Medium length this time out, perhaps ten minutes or thereabouts, so you might do with a cup of jasmine tea to go with today’s music.
He knew where he was even before he opened his eyes.
He could feel the fine sand in his fingers, and even an errant breeze through the tall grass that lined the road sounded almost comforting. Then he heard Clyde stand and the pup groaned when he tried to stretch, and at that point Henry decided he might as well open his eyes and get on with it.
He sat up and instantly regretted it – he felt light-headed and dizzy beyond belief, so bad that he reached out and tried to steady himself before he fell – and this time even that didn’t work. Like an old redwood deep inside an arboreal forest, he fell slowly back to the cool white sand of the roadway, and then a hot white fog enveloped him…
Until he was aware of Clyde licking his chin, thin his lips – and THAT got his attention.
“Clyde, no licking the mouth. You know better than that.”
Clyde laid down again, this time draping his muzzle over Henry’s neck, then the pup sighed before he started to snore.
Henry opened his eyes and, though he hated to disturb the pup, he rolled on his side and found he could just see down the road towards the white house above the beach, and – about a half mile away he could just make out someone walking their way.
A woman, it seemed. Walking a dog.
“This hasn’t happened before,” he sighed, trying to sit up again and failing again miserably. Clyde, however, sat up and took note of the woman and the other dog on the road and slowly began to growl.
Blond hair, Henry saw. Kind of short, too. Turquoise culottes and a white short-sleeved top covered in pastel colored daisies.
“Yup,” he said as she came close, “it’s Doris.”
And her presence was, by now, completely normal to him.
“Hi Henry!” she said as she walked up to him. “Hope you don’t mind, but I brought along a friend for your pup. Her name is Bonnie.”
“Of course it is,” Henry muttered. “And this is Doggie Heaven, right?”
She laughed at that one, her pert, squeaky laugh. “I don’t know about heaven, but it sure ain’t Upper Sandusky!”
“I see,” Henry chuckled. “Is that your house down there? The one by the beach?”
“No, that’s yours.”
“Yes, Henry, of course. You’re home now, so…”
“What do you mean, home?”
“You’re here now. This is home now.”
“Now? You mean, like I’m dead?”
“That’s right!” she said, wrinkling her nose just a little, those precious little freckles dancing all across her face.
Bright white. Searing pain. Lights in the ceiling, the same two-tone siren warning people to get out of the way… ‘But why me…now…I’m dead…right? Why won’t you just let me be…’
There were six of them now, forming an almost perfect circle around him, and the water was unbelievably warm here…like their bodies were warming the sea…
Then one of the younger males came to him and, with his head coming straight up out of the water, the orca hovered beside him, now almost motionless – yet he was eye-to-eye with the beast.
Then…a translucent sphere almost like a soap bubble…drifted down until it was half in and half out of the water and completely enveloping both Henry and the orca…
And a moment later they were airborne and arcing through the sky to the northwest, passing over Vancouver Island at an impossible altitude…

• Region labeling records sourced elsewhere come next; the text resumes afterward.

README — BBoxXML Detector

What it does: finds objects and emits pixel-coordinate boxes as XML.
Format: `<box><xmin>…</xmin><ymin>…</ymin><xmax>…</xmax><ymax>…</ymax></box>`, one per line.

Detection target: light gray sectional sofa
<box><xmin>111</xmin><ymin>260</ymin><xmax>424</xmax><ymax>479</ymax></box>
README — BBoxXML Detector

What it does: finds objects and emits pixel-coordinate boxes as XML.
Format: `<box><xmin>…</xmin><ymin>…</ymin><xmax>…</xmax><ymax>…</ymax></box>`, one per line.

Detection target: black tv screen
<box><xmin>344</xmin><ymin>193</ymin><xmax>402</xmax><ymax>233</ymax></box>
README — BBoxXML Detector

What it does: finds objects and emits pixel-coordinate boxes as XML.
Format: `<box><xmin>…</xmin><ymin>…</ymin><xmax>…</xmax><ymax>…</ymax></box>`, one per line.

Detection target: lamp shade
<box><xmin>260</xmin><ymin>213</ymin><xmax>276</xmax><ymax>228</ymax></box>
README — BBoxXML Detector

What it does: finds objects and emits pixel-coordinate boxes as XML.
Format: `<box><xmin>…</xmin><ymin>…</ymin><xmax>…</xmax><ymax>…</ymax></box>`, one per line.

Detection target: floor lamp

Then, they were in a tank filled with water and the sphere – if it was indeed the same one – had enveloped his head. He turned to the orca and saw a similar sphere around its face and blowhole, and there appeared to be a bundle of cables connecting their two spheres.
Then he saw – Them.
Through a viewing port of some kind…dozens of them standing there on the far side or a transparent panel, staring at both the orca and him. Tall, feathery, and – at least one of them had wings!
Then he noticed the damndest thing…
…all of a sudden it felt like he was looking at himself floating there in the tank – only through the eyes of someone, or something else – but there was nothing else in the tank other than the orca.
Rupert stood. transfixed, staring at the sphere just outside of his cabin on the boat – and he suddenly felt almost afraid to move. There was something malevolent about the thing, almost like there was something – or someone – inside, staring at him…
…and a moment later the sphere seemed to expand – and then one of Them appeared.
Tall, covered in what almost looked like reptilian scales on first glance but were actually, he soon realized, feathers – white feathers tinged with shades of blue, from the color of a sunny day at noon to purest cobalt. And even its eyes were blue…a deep cerulean blue…and just now the creature was staring at him. Like it was waiting for him to make the first move.
“Do you have a name?” Collins asked. “What can I call you?”
The creature’s head canted to the side, then it smiled. “James Tiberias Kirk. Does that work for you?”
“What? Uh, no, not really.”
“Then I guess Luke Skywalker is out of the question, too?”
Collins nodded. “Yup.”
“Then let’s just settle on Yoda. I think that one fits me best.”
“Whatever you say, blue eyes…”
“Blue eyes? Say, I like that. Go with that one, will you, Rupert?”
“So, you know my name? What else do you know?”
Blue Eyes shrugged, an odd gesture considering his drooping wings spanned from ceiling to floor. “The craft you salvaged. You’ve made good progress everywhere but with the power plant. You’re about the screw the pooch big time with that one.”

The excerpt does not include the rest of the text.